The Paleo Diet or ‘Paleo’ consists of foods that were available 10,000+ years ago during the Paleolithic Era (Old Stone Age). 

It was before the advent of agriculture (farming) and people were hunter/gatherers.

It’s a very holistic (natural) way of eating and a balanced diet even by modern standards. Weight loss and fat loss can occur on this diet but some experts argue that not to the degree or speed in which the Keto Diet can burn fat. nyerőgépes játék  Since this diet is somewhat higher in carbohydrates (not allowed on Keto) it can work well for athletes and or people who have a considerable amount of skeletal muscle or people who exercises at an advanced level. 
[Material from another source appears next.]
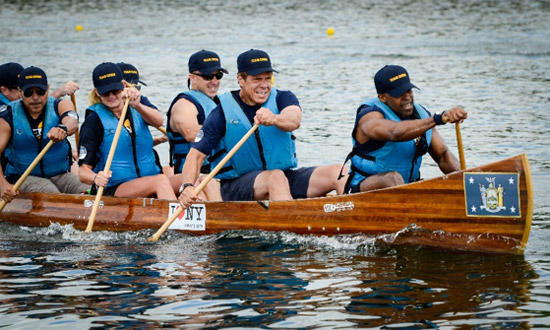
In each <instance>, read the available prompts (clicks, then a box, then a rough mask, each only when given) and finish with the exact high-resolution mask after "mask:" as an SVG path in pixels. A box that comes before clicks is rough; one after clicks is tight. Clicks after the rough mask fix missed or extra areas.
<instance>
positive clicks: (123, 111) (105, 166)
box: [85, 98, 130, 233]
mask: <svg viewBox="0 0 550 330" xmlns="http://www.w3.org/2000/svg"><path fill="white" fill-rule="evenodd" d="M129 101H130V99H129V98H127V99H126V102H124V108H123V109H122V113H121V114H120V119H119V120H118V125H117V127H116V131H115V136H114V137H113V143H111V149H109V154H108V155H107V161H106V162H105V169H104V170H103V172H109V169H110V168H111V163H112V162H113V157H114V156H115V150H116V146H117V144H118V138H119V137H120V131H121V130H122V124H123V123H124V120H125V118H126V112H127V111H128V102H129ZM103 189H105V187H99V188H98V189H97V194H96V195H95V200H94V206H93V208H92V213H91V214H90V217H89V218H88V226H86V231H85V232H86V233H89V232H91V231H92V227H93V226H94V221H95V216H96V213H97V209H98V208H99V201H100V200H101V197H102V196H103Z"/></svg>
The Paleo diet consists of:

  • Moderate Carbs (33%)
  • Moderate Protein (33%)
  • Moderate Fat (33%)

↠If you’d like me to help you figure this out once and for all and discuss your goals personally: Click Here for a Private Fitness & Fat Loss Consultation

Many people have asked me for a more detailed food list for PALEO like the kind I provide my private clients to help them with their food choices. All foods are one of three macro-nutrients:

  1. Protein
  2. Fats
  3. Carbohydrates

Let’s start with Protein:

  1. Wild caught fish
  2. Wild caught game (Beet, Bison, Elk, Moose, Deer)
  3. Cage Free Eggs
  4. Cage free poultry

All very high in protein absorption (bioavailability) which means the protein you eat gets absorbed better into the muscle tissue. Also, higher in iron than farm raised animals. Lastly, the animal fat is a better ratio of unsaturated omega 3,6,9 than modern animal fat which is advantageous for proper endocrine system (hormone) management. Dietary Fats: These are essential for life and would come primarily from animal fats and oils found in olives and coconuts.

  1. Animal fat (beef, eggs, chicken, duck etc)
  2. Nut oil (tree nuts)
  3. Fruit (coconut, avocado, olives)

Carbohydrates: Not essential for life but useful for energy especially when a person is hunting/gathering most of the day.  In modern times, this would be a very athletic person or an individual that works a physically demanding career. The one similarity with the Keto diet is grains (bread, rice, pasta, cereal) is not allowed at all! Unlike Keto, certain fruits, vegetables and natural sugars are allowed, including:

  1. Squash
  2. Sweet potatoes
  3. Parsnips
  4. Carrots
  5. Honey
  6. Berries
  7. Apples
  8. Lemons
  9. Limes
  10. Tomatoes

Not allowed on Paleo:

  1. Cereal
  2. Bread
  3. Soda pop
  4. Artificial sweeteners
  5. Convenience foods
  6. Processed meats
  7. Rice
  8. Pasta
  9. Corm
  10. Milk
  11. Beans
  12. Cheese
  13. Anything in a can, a bag or a box

Inconvenience: Unlike Keto, the Paleo Diet does not allow any modern convenience. Foods have to be purchased at a grocery store and prepared. legjobb online fogadóiroda  This can be challenging in a fast-paced busy lifestyle. ingyenes online nyerőgépes játékok  

The conveniences of picking up beef jerky, deli meats or restaurant meals (all allowed on Keto) are not available. However, clients of mine over the years who have tried Paleo find they feel extremely healthy and energetic.  They also enjoy the balance of eating a higher level of carbohydrates. 

While fat loss from this approach seems to be less than Keto, it is still effective and beneficial to health. 

Lastly, it is also beneficial to the planet as it is regenerative of the soil.